If you're asking why that's important, then you shouldn't be in charge of the SE community. People are going to respond to each other with more dignity, respect and understanding if they feel like they know the person as an individual. The whole Monica thing was supposed to have been about members showing respect to each other, but (in point of fact), SE still has yet to see the forest for the trees; instead of focusing on pronouns, it should be focusing on people. Do that and the respect for each other comes on its own; respect is pushing against an open door instead of being forced upon the community through a narrow set of pronouns that must be adopted and to hell with any perceived non-compliance.
That's why on most forum sites, the off topic forum is the most active forum there. It's because in order to act as a team of contributors, they must first be a team, not just a collection of like minded individuals set to a common purpose. Getting individuals to form up into high performing teams is impossible if you don't let them get to know each other in a broader context than the task you set them to. By deliberately discouraging that kind of conversation, you're not enriching the content at all; you're putting a glass ceiling on its value that will never be breached.
The fact that SE has achieved so much using the 'collection of individuals' model is a testament to the original community engagement people, but (respectfully) it's also the millstone around your neck. You can't go to the next level without building teams out of these individuals, and you're not going to achieve that with content alone. You need to shape a common personality, common vision and sense of contribution that goes beyond up votes. We as a community of contributors need to know each other beyond the content and the comments thereon.

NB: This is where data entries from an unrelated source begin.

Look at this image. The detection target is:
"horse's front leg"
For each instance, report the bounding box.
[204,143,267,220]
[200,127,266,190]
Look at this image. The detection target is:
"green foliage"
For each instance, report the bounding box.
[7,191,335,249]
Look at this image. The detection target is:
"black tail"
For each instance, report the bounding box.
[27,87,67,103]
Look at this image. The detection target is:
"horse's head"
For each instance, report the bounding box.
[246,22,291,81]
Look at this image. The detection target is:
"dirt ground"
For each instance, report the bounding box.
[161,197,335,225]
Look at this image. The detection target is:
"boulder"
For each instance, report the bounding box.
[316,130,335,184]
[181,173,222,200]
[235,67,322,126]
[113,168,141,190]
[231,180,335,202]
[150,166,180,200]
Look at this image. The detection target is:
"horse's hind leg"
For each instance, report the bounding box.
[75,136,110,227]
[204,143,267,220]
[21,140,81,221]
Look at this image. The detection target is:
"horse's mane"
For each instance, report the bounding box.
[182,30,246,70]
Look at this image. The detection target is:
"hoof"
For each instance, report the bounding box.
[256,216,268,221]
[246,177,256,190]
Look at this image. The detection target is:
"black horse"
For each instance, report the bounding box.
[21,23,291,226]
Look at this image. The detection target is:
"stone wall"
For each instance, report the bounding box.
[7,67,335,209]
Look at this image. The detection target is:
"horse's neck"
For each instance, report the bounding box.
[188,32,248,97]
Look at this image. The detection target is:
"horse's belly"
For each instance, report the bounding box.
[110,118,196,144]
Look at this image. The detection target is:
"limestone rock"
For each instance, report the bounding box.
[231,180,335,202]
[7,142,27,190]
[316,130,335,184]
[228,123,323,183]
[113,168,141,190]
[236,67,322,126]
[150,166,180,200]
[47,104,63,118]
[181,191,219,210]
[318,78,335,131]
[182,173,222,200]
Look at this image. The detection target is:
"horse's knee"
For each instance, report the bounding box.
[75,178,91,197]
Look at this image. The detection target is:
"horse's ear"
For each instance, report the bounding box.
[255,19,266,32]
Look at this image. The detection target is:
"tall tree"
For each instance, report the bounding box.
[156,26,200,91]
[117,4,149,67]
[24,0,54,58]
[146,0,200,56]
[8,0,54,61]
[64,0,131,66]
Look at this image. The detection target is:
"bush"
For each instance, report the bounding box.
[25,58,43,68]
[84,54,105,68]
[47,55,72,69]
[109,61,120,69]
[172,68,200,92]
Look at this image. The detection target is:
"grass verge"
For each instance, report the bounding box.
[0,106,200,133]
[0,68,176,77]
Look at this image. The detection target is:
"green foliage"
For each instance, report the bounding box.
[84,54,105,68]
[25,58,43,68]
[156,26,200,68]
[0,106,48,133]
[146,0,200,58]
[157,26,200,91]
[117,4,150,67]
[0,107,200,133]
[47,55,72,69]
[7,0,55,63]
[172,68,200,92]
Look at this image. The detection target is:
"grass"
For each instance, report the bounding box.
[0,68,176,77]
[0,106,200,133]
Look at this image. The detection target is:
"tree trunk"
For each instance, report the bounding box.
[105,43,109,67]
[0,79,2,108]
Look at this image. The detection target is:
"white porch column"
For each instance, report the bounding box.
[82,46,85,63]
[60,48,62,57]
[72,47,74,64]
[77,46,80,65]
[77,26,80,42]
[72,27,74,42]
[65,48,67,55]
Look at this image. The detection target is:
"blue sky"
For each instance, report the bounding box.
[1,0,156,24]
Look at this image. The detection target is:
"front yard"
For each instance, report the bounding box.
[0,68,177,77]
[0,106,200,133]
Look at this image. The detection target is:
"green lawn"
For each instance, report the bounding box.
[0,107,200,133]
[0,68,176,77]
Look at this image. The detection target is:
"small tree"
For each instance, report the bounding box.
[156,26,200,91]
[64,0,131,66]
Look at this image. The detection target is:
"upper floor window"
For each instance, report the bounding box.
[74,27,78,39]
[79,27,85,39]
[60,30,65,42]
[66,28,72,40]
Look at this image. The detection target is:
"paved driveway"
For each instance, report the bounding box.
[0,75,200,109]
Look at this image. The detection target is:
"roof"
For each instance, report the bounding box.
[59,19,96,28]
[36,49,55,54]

SE's single biggest asset is its community of contributors - this is also its single biggest liability as it is not a team. Neither is it a resource and right now, that's what I feel like - a resource.
I'm not saying that I'll never be back and there's a part of me that still has to 'break the habit' that is worldbuilding but it's time for me to withdraw. Some users here I'll miss, some like JBH I miss already. Others - well, not so much. That will be true of us all I suspect.
I do find myself concerned that I'm leaving this site without an active Tim B for the first time. I'm pretty sure that any legends of this being one of the signs of a coming apocalypse is without basis but if it turns out I'm wrong, I apologise in advance. That said, there is a lot of very useful information on this site as to how to survive it, so I'm sure you'll all be fine.
In any event; adieu to you all, be nice to each other, post more answers than comments, and I wish you all the satisfaction that I no longer get on this site.